In Latin, the regular past participle of verbs is made by adding the suffix -t- to the stem plus the ending -us/-a/-um (1st/2nd declension). So English minute is from minu-t-us "diminished", from minuo "to diminish, to make small": a very small piece cut off from an hour. (Note that diminish is from the related Latin di-minuo.)

Words denoting an abstract entity, such as an action or an office, can be made by adding -us (4th declension) to the stem on -t-. So English advent is derived from adven-t-us, "the act or process of arriving", from advenio "to arrive".

When you want to form a past participle based on something that isn't a verb, you often add -a- in between. Based on that, magister "master" led to magistr-a-t-us (2nd declension) "someone made into a master, a magistrate", or (4th declension) "the office of being a master, the magistrature". Both words could legitimate be formed based on magister.

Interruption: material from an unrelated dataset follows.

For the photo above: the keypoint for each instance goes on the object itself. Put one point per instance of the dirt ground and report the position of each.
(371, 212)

This was also done with secretari-us (regular adjective) => secretari-atus (4th declension, abstract entity)¹ and commissari-us.

In French, both endings evolved into the ending -(a)t, from which English took secretariat, commissariat, proletariat, but also most of our other words on -ate and -it(e), which were mostly spelled without the -e until ca. 1400 in English, so says the Oxford English Dictionary. By that time, -e began to be regularly added to both kinds of words to mark the long vowel, but a few words kept their original French -at in English.

Verbs on -(a)te are also derived from the past-participial stem.


1) Purified Google search for a form of the 4th declension of secretariatus: plenty of hits. Purified Google search for a form of the 2th declension of secretariatus: only one hit, and that written in the 20th century. So Secretariat most probably comes from an abstract noun of the 4th declension.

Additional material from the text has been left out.